Case 2: Natural History

Ken Norris's extensive research, which ranged from marine mammal research to desert ecology, was centered on the larger field of natural history. In many ways, natural history was what brought Norris's diverse areas of study together. Norris was in fact a professor of natural history at UCSC's Environmental Studies Department, where he created the popular Natural History Field Quarter. In his book The Hawaiian Spinner Dolphin (1994), which Norris co-authored with Bernd Würsig, Randall S. Wells, and Melany Würsig, he clearly defines what it means to do natural history work. Norris writes, "What we did [in The Hawaiian Spinner Dolphin] is what I call natural history. That is, we attempted to look at a single species from as many viewpoints as we could to contrive to understand what the totality of the dolphin's life is really like" (3). Norris thus defines natural history as a material practice of observation, one which entails using different methods of viewing in order to gain as much knowledge as possible about a particular species and its interactions with the natural world.

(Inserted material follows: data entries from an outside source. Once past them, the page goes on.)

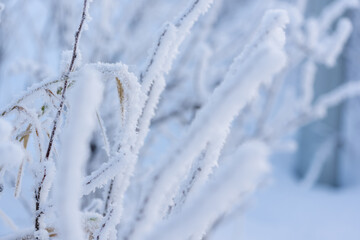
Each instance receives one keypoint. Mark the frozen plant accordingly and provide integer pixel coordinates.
(163, 147)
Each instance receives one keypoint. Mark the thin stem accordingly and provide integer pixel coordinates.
(65, 77)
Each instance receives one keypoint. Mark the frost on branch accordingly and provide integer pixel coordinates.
(85, 100)
(267, 43)
(247, 168)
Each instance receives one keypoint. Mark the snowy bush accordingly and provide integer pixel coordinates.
(167, 147)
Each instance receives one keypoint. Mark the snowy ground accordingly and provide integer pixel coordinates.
(281, 211)
(286, 211)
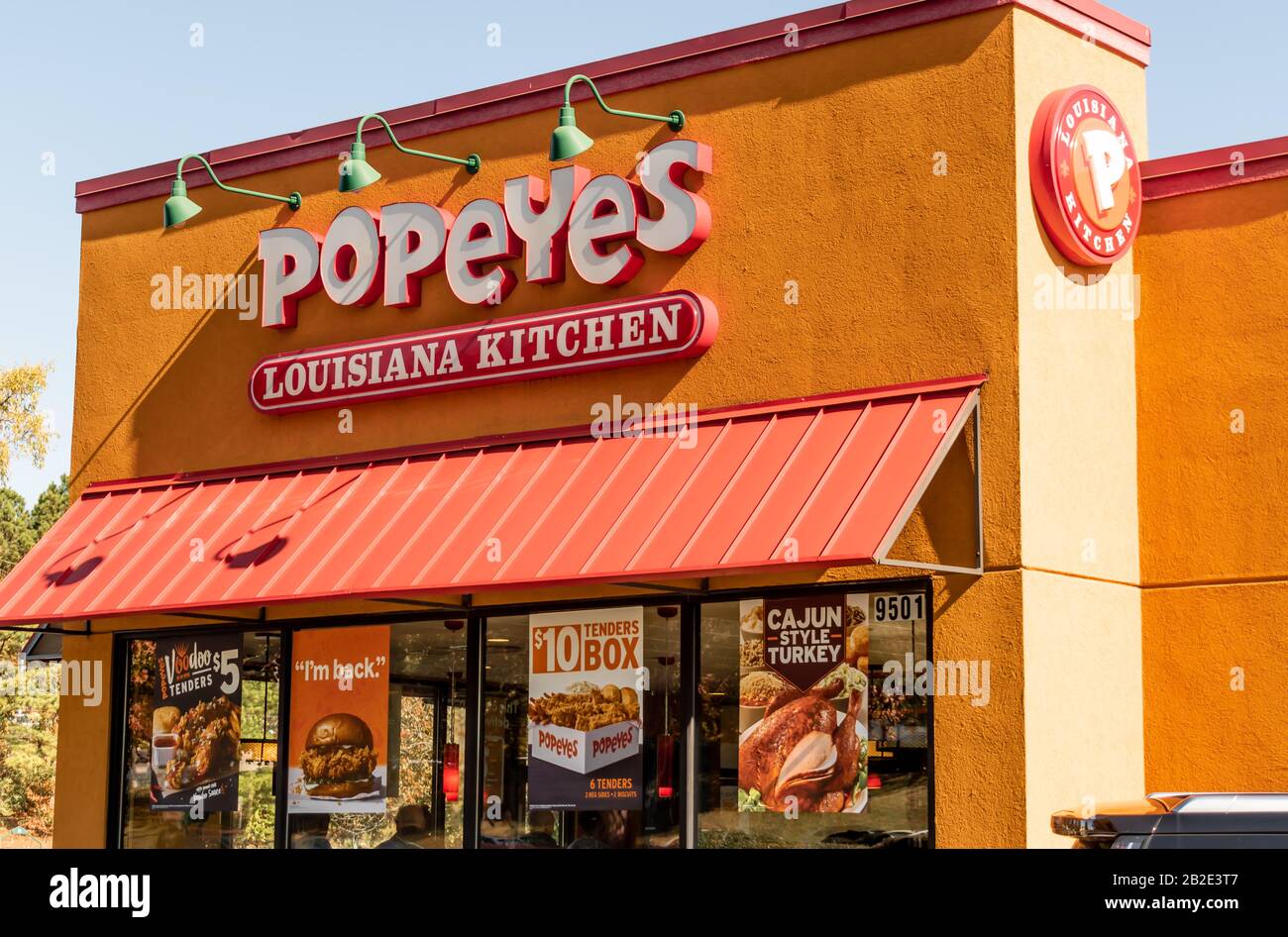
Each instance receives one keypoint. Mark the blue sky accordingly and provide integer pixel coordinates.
(111, 86)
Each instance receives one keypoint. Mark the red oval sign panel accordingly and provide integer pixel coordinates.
(603, 335)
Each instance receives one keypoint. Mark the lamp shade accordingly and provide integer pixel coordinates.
(356, 172)
(568, 141)
(178, 207)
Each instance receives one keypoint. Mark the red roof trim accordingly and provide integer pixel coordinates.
(755, 43)
(1210, 168)
(764, 488)
(580, 430)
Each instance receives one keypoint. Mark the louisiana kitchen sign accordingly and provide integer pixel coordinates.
(649, 329)
(596, 226)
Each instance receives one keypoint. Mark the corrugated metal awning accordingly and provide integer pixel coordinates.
(818, 480)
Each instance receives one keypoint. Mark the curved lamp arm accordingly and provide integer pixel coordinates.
(472, 162)
(294, 200)
(675, 119)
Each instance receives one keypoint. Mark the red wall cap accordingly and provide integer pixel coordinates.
(819, 27)
(1215, 168)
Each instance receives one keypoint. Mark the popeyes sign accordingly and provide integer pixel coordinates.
(1085, 175)
(597, 224)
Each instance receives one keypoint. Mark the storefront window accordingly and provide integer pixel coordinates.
(811, 729)
(423, 795)
(802, 744)
(233, 746)
(585, 707)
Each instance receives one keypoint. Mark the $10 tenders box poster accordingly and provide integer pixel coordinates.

In his studies of cetaceans 
(dolphins and whales) and herpetology (reptiles and amphibians), Norris applied this practice of natural history, utilizing a wide array of observational methods and tools, such as underwater photography, glass slides, field notes, journal entries, sketches, diagrams, aerial observation logs, sonographs and audiotapes, as well as direct interactions with the natural world. These varied material practices lead us to question how different modes of observation influence the field of natural history and its production of knowledge. In other words, how are natural history knowledge formations shaped by Norris's layered practices of observation?